供給停止により他社製品に切替えた後、元の製品の供給が再開した際の対応を聞いた結果、最多は「在庫管理が面倒なので、安定している切替後のものを使い続ける」(49.5%)となった。そして、「患者さんの希望があれば戻すが、基本は切替後のものを使い続ける」(26.7%)が続き、「二度と供給停止を起こさない確証がない限り、元の製品には戻さない」(5.3%)との厳しい声もあった。これらのように元の薬剤が供給再開しても簡単には戻さないとの意向を示した薬剤師は計81.5%に上った。

ヤクメドは、薬局側の在庫管理の課題のほか、調剤する薬剤がコロコロ変わることによる患者向け説明の難しさ、及び患者から薬局への信頼低下の懸念――が今回の結果の背景にあると分析している。一度失った信頼とシェアを奪還することの困難さが見て取れる。

◎「すぐに元の製品に戻す」は18.5%

一方、供給再開後に「すぐに元の製品(メーカー)に戻す」は18.5%だった。これについてヤクメドは、大手調剤チェーンなどで本部が採用薬や推奨薬を一括管理しているケースがあり、個々の現場判断ではなく、本部指示による元の製品に戻す動きが反映されたとみている。
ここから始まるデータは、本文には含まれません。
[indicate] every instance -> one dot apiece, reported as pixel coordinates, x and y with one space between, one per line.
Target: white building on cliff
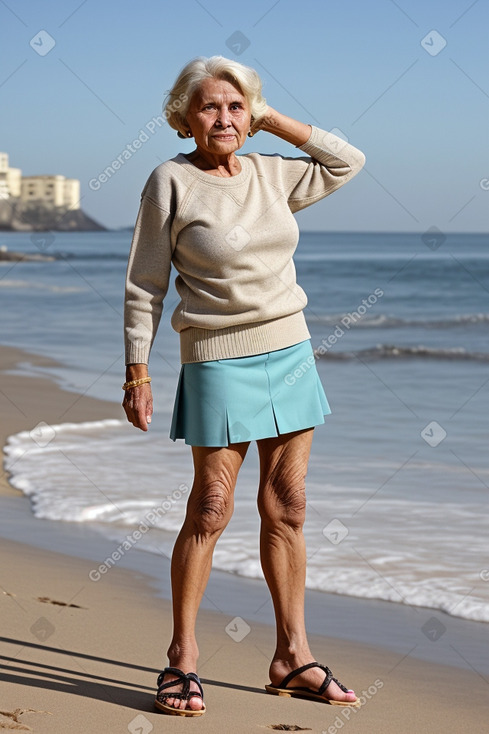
47 192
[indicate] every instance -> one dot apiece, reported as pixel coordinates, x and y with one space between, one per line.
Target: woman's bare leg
282 506
209 509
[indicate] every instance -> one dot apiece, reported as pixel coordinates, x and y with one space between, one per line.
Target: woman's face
219 117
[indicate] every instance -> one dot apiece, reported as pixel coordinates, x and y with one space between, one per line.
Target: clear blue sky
419 113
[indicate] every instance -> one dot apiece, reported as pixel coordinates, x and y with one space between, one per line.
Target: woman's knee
283 504
210 506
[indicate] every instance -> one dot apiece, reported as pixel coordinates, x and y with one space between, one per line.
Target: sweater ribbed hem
205 345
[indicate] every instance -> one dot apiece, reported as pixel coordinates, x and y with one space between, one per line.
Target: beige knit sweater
231 241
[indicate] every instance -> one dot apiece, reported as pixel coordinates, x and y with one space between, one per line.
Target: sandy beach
83 656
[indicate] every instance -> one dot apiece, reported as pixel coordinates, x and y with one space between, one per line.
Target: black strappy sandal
303 692
184 695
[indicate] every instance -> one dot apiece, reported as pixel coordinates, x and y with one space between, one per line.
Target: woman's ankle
183 655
◎出荷調整情報で最も頼りにしている情報源 まとめサイト44.1% MS直接連絡43.4%

供給不安定な医薬品の在庫状況や出荷調整情報を把握するために最も頼りにしている情報源の結果も見てみる。最大2つ選択可として調査したところ、上位から「医薬品供給情報まとめサイト(アスヤク、DSJP等)」の44.1%(124人/281人)、「卸MSからの直接連絡」の43.4%(122人/281人)――となった。不安定供給問題を抱える製薬企業が多すぎることから、包括的かつタイムリーに情報が把握できるまとめサイトやMSの存在感が際立っているといえそうだ。
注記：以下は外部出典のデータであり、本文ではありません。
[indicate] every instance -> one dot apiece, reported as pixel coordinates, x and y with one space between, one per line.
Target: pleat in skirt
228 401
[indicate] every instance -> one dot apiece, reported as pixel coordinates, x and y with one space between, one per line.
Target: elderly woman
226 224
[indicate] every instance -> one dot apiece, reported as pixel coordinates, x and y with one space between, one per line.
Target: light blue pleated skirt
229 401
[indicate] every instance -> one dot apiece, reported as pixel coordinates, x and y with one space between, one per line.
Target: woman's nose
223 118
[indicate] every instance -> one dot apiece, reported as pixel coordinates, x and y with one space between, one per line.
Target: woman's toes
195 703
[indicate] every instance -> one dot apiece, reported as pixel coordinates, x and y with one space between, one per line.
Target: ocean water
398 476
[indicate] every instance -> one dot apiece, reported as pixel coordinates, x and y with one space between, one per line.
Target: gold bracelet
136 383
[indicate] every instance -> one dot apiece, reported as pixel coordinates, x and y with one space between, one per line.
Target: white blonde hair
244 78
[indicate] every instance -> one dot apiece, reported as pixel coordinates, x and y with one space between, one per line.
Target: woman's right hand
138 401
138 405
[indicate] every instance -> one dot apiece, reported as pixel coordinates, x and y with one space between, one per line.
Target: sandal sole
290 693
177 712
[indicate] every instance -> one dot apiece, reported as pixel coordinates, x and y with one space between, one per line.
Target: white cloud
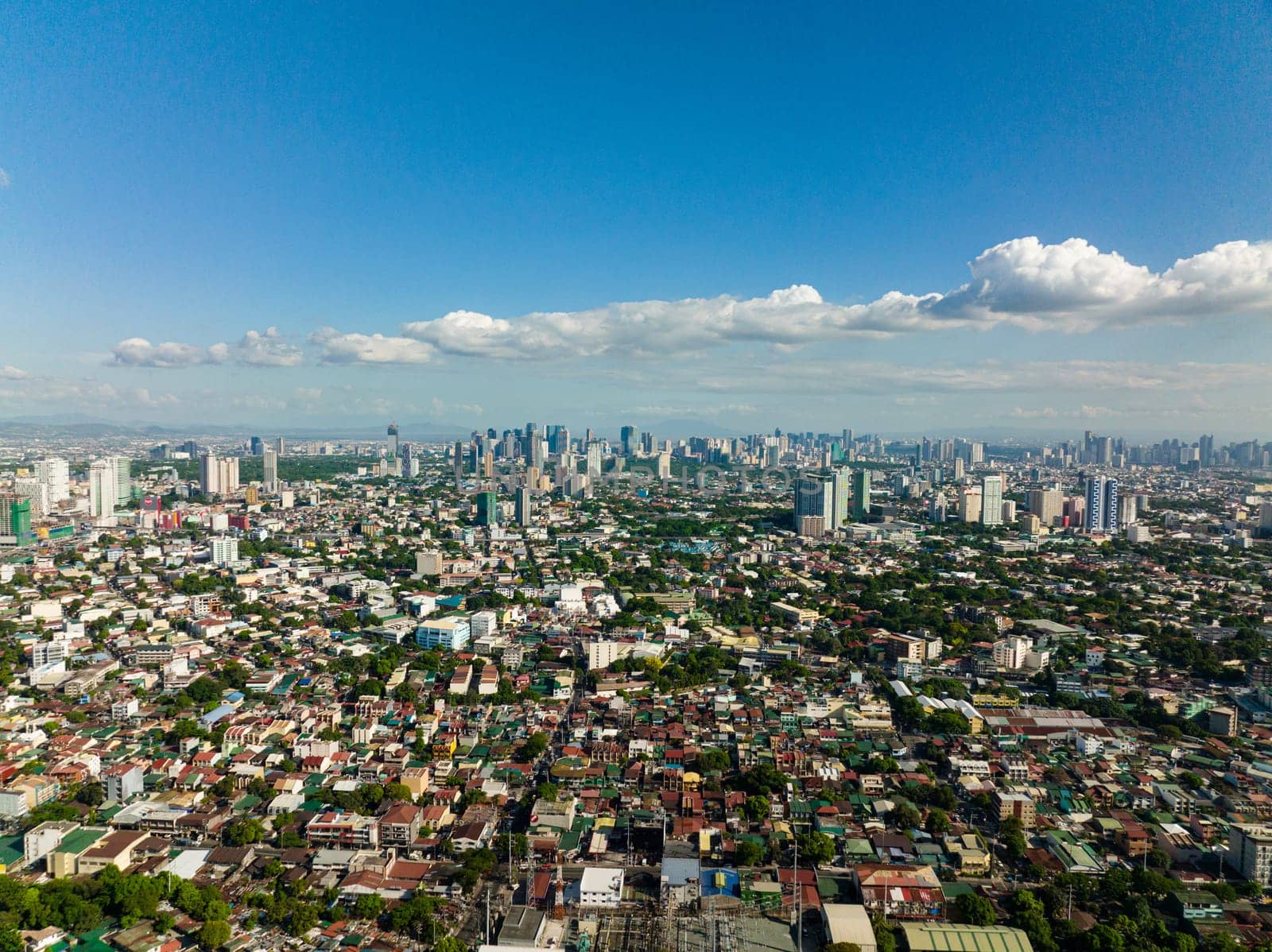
1070 288
84 394
986 377
258 349
369 349
440 408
3位は「卸のオンライン発注システムのお知らせ」(32.4%)、4位は「X(旧Twitter)などのSNS」(19.2%)で、5位に「製薬メーカー公式サイト、メールマガジンによるお知らせ」(12.8%)だった。

◎MRから直接連絡は5.3%にとどまる 「肝心な時に情報が入ってこない」

また、「製薬メーカーMRからの直接連絡」を最も頼りにしているとの薬剤師は5.3%にとどまった。「肝心な時に情報が入ってこないと感じる」や、訪問があっても「謝罪に来るばかりで、実質的な解決策(出荷日の目安など)を持ってこない」といった不満を持つ薬剤師が多いことも確認できた。
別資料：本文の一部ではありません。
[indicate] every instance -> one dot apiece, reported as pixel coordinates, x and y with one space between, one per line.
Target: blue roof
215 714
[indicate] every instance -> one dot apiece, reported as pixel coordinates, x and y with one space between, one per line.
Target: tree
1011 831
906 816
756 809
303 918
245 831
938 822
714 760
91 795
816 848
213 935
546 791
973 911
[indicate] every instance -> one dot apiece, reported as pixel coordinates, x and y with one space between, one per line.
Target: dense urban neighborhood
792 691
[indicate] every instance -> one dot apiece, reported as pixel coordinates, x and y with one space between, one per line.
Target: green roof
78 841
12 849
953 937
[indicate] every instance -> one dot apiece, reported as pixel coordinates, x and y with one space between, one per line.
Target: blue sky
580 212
ヤクメドは、「定期的な受診・来局をしている患者さんに、『次回の来局時に違うメーカーのお薬に変更になるかもしれない』と事前にお知らせできるだけでも、患者さんの薬局への信頼を維持でき、患者さんを離さずに済む可能性が高まる。MSやMRには、とにかくタイムリーな情報提供が求められる」と話している。